The study ranks the states on eight criteria:

Health Care

Education

Economy

Infrastructure

Opportunity

Fiscal stability

Crime and Corrections

Natural Environment

First, I wanted to compare blue states and red states, something which  USNews and World Report does not do. The country’s political climate is  extraordinarily polarized, and I was curious to see whether the data confirm one of my  preconceptions, namely that overall, blue states are better than red states. Well, they most certainly do:

According to 270towin, there are 18 blue states, 22 red states and  10 “mixed” states. They are located as follows:

West:   4 blue states: Washington, Oregon, California and  Hawaii.   1 red state: Alaska.

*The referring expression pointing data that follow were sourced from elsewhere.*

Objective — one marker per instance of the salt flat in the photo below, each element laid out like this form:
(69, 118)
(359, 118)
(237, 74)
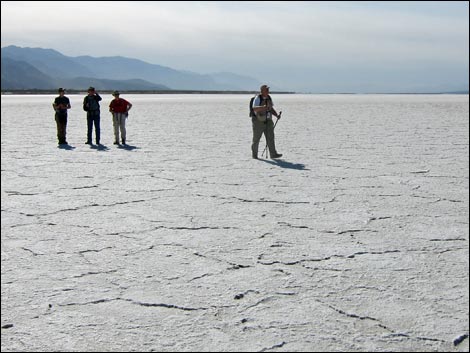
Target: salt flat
(357, 240)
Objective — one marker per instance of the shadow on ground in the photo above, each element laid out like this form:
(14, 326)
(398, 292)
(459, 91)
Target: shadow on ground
(65, 147)
(128, 147)
(100, 147)
(285, 164)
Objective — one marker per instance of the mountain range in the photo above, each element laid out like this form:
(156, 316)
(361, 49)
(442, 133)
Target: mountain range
(39, 68)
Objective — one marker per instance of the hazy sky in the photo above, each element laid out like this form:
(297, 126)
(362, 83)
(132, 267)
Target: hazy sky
(304, 46)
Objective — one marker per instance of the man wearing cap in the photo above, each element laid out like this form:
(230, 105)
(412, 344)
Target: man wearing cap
(119, 107)
(92, 107)
(263, 122)
(60, 105)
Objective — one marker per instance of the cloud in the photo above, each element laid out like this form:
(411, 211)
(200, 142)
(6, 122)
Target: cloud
(255, 38)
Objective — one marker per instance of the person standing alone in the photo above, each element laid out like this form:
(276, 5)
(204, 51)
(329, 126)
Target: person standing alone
(119, 107)
(92, 106)
(262, 122)
(60, 105)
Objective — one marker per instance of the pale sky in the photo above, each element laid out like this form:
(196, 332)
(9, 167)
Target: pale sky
(303, 46)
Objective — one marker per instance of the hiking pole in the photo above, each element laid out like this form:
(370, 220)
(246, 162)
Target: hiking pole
(278, 117)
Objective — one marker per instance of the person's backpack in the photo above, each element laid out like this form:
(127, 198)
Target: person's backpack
(85, 104)
(252, 112)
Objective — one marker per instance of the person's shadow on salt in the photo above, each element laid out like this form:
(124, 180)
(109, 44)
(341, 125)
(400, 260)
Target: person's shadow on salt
(285, 164)
(127, 147)
(100, 147)
(66, 147)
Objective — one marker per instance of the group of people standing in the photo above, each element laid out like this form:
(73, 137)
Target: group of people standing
(261, 112)
(118, 107)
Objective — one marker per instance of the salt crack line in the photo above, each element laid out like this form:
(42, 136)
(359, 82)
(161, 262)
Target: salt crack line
(273, 347)
(159, 305)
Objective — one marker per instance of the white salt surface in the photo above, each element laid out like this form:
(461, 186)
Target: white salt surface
(357, 240)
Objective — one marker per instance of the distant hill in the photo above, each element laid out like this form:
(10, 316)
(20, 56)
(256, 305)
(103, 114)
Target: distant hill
(120, 72)
(21, 75)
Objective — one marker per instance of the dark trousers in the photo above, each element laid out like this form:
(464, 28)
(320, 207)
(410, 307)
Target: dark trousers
(260, 127)
(61, 120)
(93, 117)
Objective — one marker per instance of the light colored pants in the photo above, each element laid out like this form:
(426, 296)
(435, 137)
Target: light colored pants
(260, 127)
(119, 122)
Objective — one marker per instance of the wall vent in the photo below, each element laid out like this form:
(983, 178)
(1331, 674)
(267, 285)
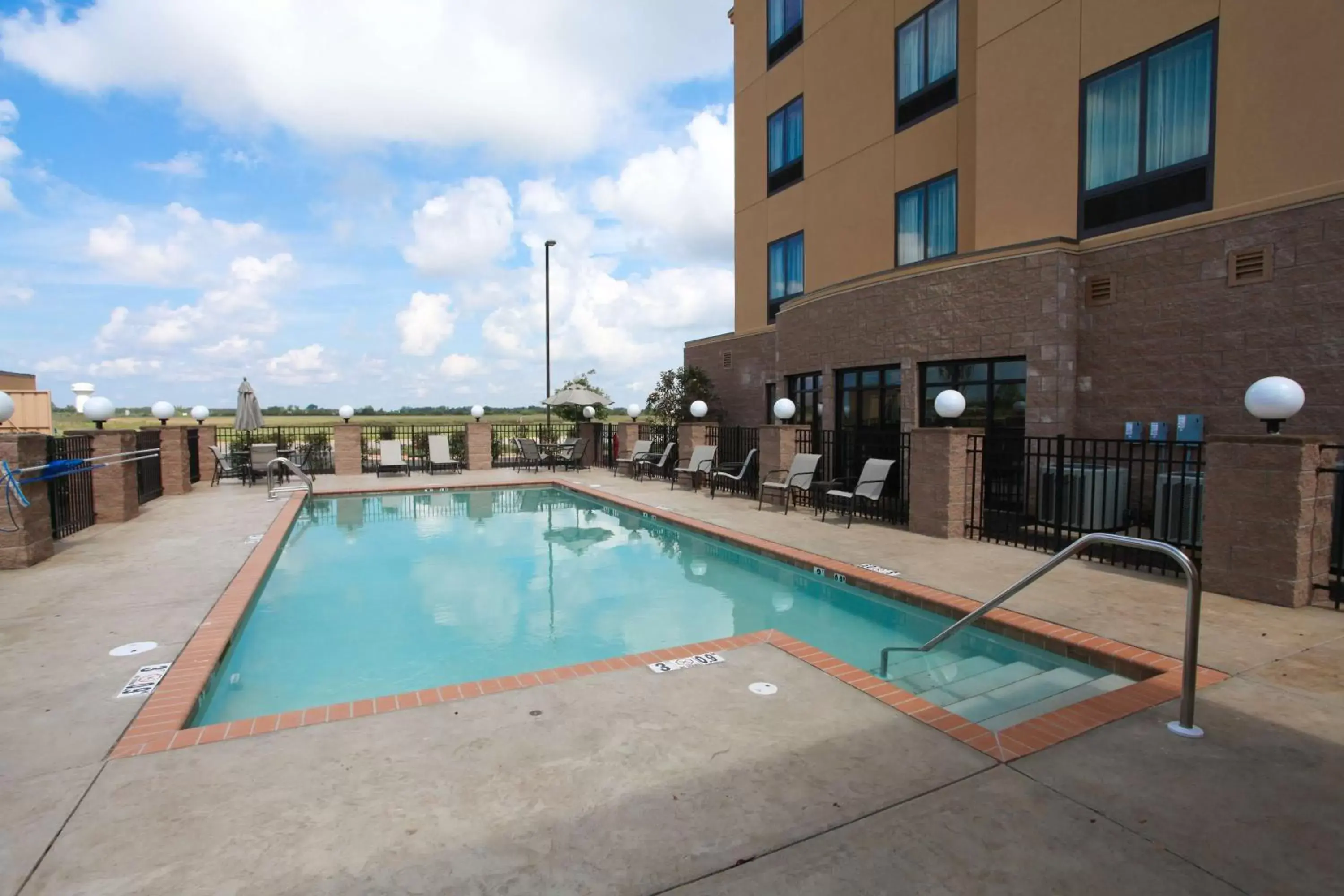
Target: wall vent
(1101, 291)
(1250, 267)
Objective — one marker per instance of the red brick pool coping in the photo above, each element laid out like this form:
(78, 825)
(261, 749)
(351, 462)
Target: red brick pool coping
(160, 723)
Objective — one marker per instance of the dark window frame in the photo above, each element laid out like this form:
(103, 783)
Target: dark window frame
(924, 186)
(1147, 179)
(789, 172)
(936, 96)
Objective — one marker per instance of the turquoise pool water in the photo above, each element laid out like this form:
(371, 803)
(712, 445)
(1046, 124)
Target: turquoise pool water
(374, 595)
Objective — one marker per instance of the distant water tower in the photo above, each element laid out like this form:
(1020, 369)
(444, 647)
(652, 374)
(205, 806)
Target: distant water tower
(82, 393)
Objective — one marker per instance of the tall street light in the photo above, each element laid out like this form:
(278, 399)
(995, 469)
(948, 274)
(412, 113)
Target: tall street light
(549, 244)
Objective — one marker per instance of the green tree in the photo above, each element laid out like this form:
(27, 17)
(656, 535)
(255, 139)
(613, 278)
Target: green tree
(574, 413)
(670, 402)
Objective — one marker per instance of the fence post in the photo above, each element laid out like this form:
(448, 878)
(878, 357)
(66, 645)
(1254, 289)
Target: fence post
(33, 543)
(349, 449)
(1266, 517)
(116, 497)
(939, 481)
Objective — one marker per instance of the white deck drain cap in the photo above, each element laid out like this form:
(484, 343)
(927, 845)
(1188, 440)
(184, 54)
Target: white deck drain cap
(132, 649)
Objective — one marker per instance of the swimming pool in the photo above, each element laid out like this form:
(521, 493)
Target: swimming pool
(379, 594)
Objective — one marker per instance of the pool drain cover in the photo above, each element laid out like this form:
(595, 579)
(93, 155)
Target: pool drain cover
(132, 649)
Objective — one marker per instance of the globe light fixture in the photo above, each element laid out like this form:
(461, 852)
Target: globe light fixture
(951, 405)
(99, 410)
(1275, 400)
(162, 412)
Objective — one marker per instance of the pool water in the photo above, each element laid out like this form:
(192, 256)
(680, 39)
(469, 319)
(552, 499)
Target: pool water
(381, 594)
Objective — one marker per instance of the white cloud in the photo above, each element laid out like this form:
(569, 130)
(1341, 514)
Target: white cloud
(185, 164)
(425, 323)
(543, 80)
(464, 229)
(679, 201)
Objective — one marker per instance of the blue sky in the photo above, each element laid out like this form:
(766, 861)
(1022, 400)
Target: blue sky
(346, 202)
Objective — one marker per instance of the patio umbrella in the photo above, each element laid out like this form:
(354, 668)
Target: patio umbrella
(248, 417)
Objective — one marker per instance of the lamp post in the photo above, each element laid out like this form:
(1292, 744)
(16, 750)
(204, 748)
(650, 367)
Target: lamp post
(549, 244)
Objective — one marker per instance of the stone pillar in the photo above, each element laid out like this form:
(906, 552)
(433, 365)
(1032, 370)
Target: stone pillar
(939, 481)
(116, 496)
(33, 542)
(174, 461)
(480, 441)
(1266, 517)
(347, 449)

Midwest: 4 blue states: Minnesota, Wisconsin, Illinois and Michigan. 5 red states: Nebraska, North Dakota, South Dakota, Kansas and Missouri. 3 mixed states: Iowa, Indiana and Ohio

Rocky Mountains: 5 red states: Utah, Idaho, Montana, Wyoming and Arizona. 3 mixed states: Colorado, Nevada and New Mexico.  ZERO blue states.         

New England: 5 blue states: Massachusetts, Vermont, Connecticut, Maine, Rhode Island. 1 Mixed state: New Hampshire. ZERO red states.   

The South: 11 red states: Georgia, Tennessee, Texas, Kentucky, South Carolina, Oklahoma, Arkansas, Alabama, West Virginia, Mississippi, Louisiana. 3 mixed states: Virginia, Florida, North Carolina. ZERO blue states.

Atlantic Coast: 5:  blue states: Maryland, New Jersey, New York, Delaware, Pennsylvania. ZERO red or mixed.

These six regions are those used by the US Census Bureau.